What is JavaMarkerInterface

Let's first look at what a marker interface is. A tag interface is sometimes called a tag interface, which means that the interface does not contain any methods. It is easy to find examples of tagged interfaces in Java, for example the Serializable interface in the JDK is a tagged interface.

First, let's make it clear that the Marker Interface is in no way unique to Java as a programming language, but is a general design philosophy in computer science.

Let's look at the definition of marker interface in Wikipedia.

“The tag/ marker interface pattern is a design pattern in computer science, used with languages that provide run-time type information about objects. It provides a means to associate metadata with a class where the language does not have explicit support for such metadata.“

I tried Google Translate to translate the above passage and it turned out poorly, so I'll explain.

Markup interfaces are a design idea in computer science. The programming language itself does not support maintaining metadata for classes. The marker interface makes up for this lack of functionality - a class implements some marker interface without any methods, and in effect the marker interface becomes in a sense one of the metadata of the class. At runtime, through the reflection mechanism of the programming language, we can get this metadata in our code.
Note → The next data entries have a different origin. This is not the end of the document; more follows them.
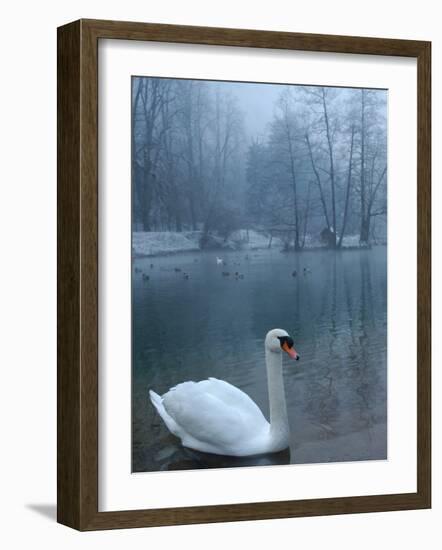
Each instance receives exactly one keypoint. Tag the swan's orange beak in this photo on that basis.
(290, 351)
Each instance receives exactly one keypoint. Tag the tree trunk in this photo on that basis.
(332, 167)
(363, 236)
(347, 195)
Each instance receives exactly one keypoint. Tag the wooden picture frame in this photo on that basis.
(78, 274)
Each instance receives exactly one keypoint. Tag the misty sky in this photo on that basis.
(257, 101)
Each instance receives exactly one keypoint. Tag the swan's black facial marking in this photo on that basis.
(286, 340)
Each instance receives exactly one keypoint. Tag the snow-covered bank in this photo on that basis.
(160, 243)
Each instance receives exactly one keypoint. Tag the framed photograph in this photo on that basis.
(243, 274)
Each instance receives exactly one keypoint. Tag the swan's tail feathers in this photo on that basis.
(157, 402)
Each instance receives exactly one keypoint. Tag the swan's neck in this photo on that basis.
(279, 425)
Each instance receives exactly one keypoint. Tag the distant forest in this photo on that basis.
(318, 172)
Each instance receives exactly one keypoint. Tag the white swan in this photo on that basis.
(213, 416)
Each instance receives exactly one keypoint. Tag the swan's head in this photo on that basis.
(278, 340)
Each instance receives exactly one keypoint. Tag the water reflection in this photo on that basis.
(211, 326)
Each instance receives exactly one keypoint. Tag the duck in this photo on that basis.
(213, 416)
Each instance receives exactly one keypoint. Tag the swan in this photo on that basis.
(212, 416)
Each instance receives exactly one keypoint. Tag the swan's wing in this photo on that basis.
(232, 396)
(210, 413)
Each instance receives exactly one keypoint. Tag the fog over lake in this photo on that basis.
(257, 207)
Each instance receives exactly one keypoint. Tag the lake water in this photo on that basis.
(214, 325)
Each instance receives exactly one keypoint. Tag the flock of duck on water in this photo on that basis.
(219, 261)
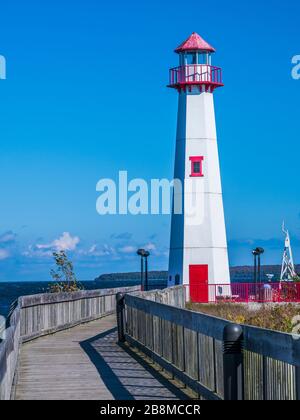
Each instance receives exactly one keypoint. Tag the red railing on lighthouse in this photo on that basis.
(286, 292)
(196, 74)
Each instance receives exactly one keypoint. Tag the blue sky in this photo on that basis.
(86, 96)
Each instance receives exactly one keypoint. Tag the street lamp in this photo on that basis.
(140, 252)
(144, 255)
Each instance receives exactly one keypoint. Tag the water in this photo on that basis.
(9, 292)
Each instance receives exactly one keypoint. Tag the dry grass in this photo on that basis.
(273, 317)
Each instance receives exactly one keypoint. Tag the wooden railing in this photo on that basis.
(38, 315)
(191, 346)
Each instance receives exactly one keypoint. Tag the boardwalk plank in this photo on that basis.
(86, 363)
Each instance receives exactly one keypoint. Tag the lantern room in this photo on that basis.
(195, 67)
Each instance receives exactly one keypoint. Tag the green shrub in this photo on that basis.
(63, 275)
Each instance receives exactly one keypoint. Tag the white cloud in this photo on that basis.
(66, 242)
(127, 249)
(150, 246)
(7, 237)
(97, 251)
(4, 254)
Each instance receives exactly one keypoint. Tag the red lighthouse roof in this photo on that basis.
(194, 42)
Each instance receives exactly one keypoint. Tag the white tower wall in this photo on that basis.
(198, 240)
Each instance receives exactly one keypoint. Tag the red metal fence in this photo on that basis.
(245, 292)
(196, 74)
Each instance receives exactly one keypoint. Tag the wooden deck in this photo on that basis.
(85, 363)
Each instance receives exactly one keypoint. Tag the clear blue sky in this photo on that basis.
(86, 96)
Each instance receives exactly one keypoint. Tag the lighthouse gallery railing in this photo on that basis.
(196, 74)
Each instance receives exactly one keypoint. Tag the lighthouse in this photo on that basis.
(198, 246)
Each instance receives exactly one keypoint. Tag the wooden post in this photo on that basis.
(121, 317)
(233, 362)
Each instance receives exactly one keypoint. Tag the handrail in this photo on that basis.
(189, 345)
(43, 314)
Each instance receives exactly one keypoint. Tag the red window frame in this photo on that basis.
(197, 159)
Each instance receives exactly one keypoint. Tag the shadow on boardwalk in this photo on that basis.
(124, 373)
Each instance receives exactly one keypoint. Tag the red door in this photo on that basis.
(199, 283)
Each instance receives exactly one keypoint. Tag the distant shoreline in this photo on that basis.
(238, 274)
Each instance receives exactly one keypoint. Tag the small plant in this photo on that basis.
(63, 275)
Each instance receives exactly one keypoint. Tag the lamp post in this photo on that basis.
(259, 251)
(140, 252)
(255, 254)
(144, 255)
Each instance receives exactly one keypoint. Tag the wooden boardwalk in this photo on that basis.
(85, 363)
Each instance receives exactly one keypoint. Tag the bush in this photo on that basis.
(274, 317)
(63, 275)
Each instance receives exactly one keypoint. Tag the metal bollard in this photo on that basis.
(233, 362)
(121, 316)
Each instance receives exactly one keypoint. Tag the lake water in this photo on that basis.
(9, 292)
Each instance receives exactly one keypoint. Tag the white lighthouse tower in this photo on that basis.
(198, 248)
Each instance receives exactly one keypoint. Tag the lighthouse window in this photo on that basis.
(197, 166)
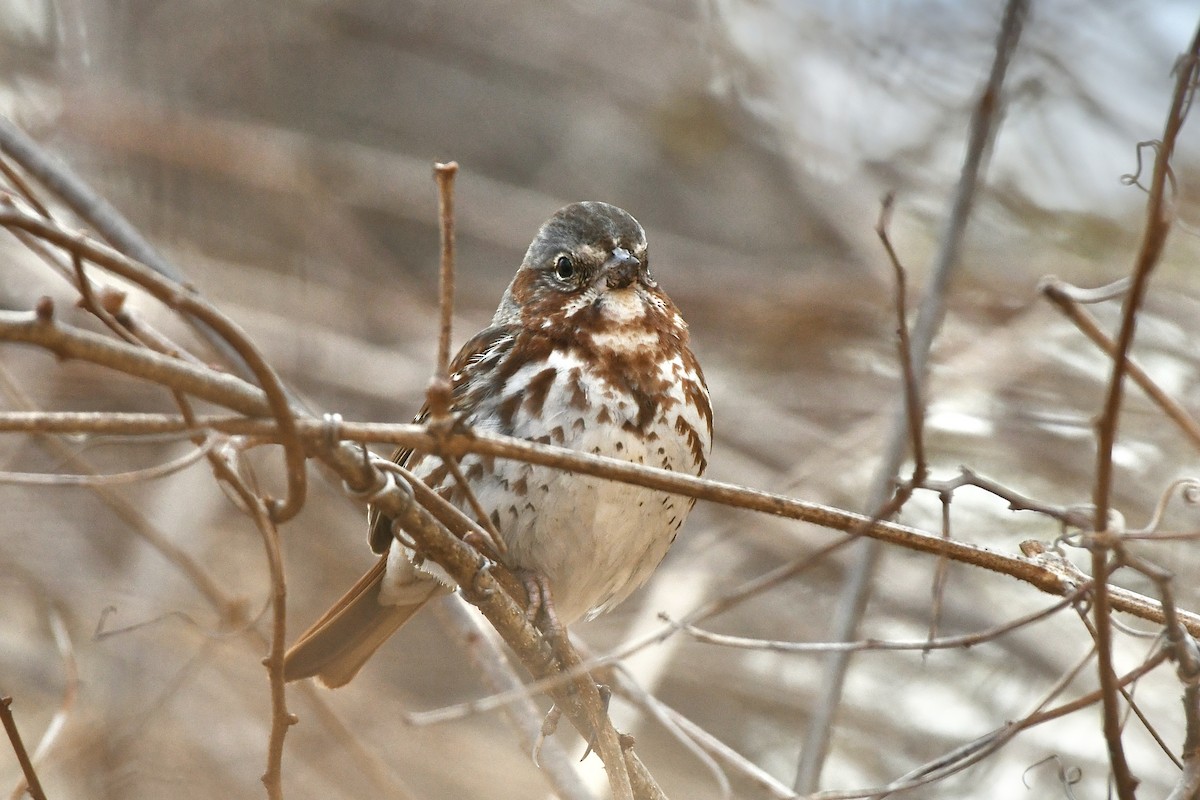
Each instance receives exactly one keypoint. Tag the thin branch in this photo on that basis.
(1057, 292)
(1042, 570)
(27, 767)
(852, 602)
(190, 304)
(281, 719)
(912, 402)
(111, 479)
(1159, 214)
(445, 175)
(942, 643)
(479, 643)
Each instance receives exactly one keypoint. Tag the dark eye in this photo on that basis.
(564, 269)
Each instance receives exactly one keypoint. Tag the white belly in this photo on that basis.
(594, 540)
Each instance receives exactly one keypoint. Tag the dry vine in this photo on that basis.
(261, 410)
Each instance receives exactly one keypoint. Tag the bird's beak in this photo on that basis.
(621, 270)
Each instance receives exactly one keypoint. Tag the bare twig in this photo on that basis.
(497, 674)
(27, 767)
(912, 403)
(189, 302)
(1036, 570)
(943, 643)
(281, 719)
(1159, 214)
(852, 602)
(1056, 290)
(445, 175)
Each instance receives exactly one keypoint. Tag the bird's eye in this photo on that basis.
(564, 269)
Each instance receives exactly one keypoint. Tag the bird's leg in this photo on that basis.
(549, 726)
(541, 607)
(605, 698)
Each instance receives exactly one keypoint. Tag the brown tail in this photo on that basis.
(336, 647)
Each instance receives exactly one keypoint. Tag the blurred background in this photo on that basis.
(280, 154)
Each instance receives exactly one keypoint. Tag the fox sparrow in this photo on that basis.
(585, 352)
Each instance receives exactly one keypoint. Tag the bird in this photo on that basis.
(585, 352)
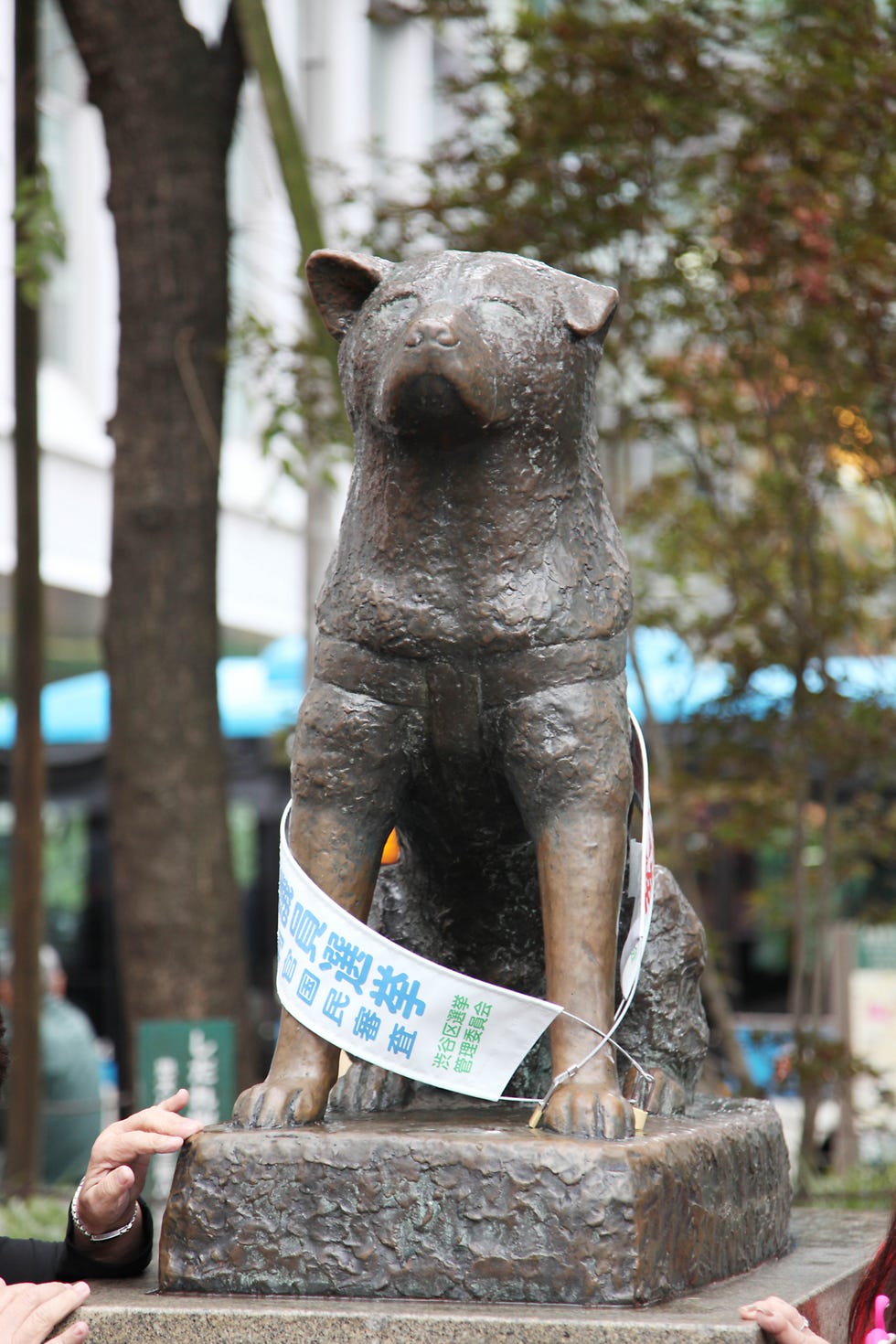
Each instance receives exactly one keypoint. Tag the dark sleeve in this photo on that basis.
(30, 1263)
(43, 1263)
Take the Serializable interface as an example. The fact that a class implements this interface means that it can be serialized. So, we actually tag the class with "serializable" metadata through the Serializable interface. This is where the name of the tag/label interface comes from.

The following code was extracted from the JDK source code by me.

if (obj instanceof String) {
	writeString((String) obj, unshared);
} else if (cl.isArray()) {
	writeArray(obj, desc, unshared);
} else if (obj instanceof Enum) {
	writeEnum((Enum) obj, desc, unshared);
} else if (obj instanceof Serializable) {
	writeOrdinaryObject(obj, desc, unshared);
} else {
	if (extendedDebugInfo) {
		throw new NotSerializableException(cl.getName() + " "
		+ debugInfoStack.toString());
	} else {
		throw new NotSerializableException(cl.getName());

Serialization in Java is done separately for strings, arrays, enumeration classes and normal classes. If the variable currently to be serialized is neither a string nor an array or enum class, then the class is tested to see if it implements the Serializable interface, and you will note that line 1177 of the figure below performs this test. If the Serializable interface is not implemented, an exception NotSerializableException is thrown.

One might ask, aren't the annotations (Annotation) flying around in Spring the best way to maintain metadata? Indeed, the ability to declare Annotation in front of Java packages, classes, fields, methods, local variables, method parameters, etc. for the purpose of maintaining metadata is both flexible and convenient. Yet something this good is only available after JDK 1.5. The burden of maintaining metadata before JDK 1.5 fell on the markup interface.

Everyone look at the other marker interface, Cloneable. Line 51 of the diagram below clearly marks that the interface has been available since JDK 1.0.

The comments of the Clone method in the JDK source code also clearly state that if a class does not implement the Cloneable interface, a CloneNotSupportedException will be thrown when the clone method is executed.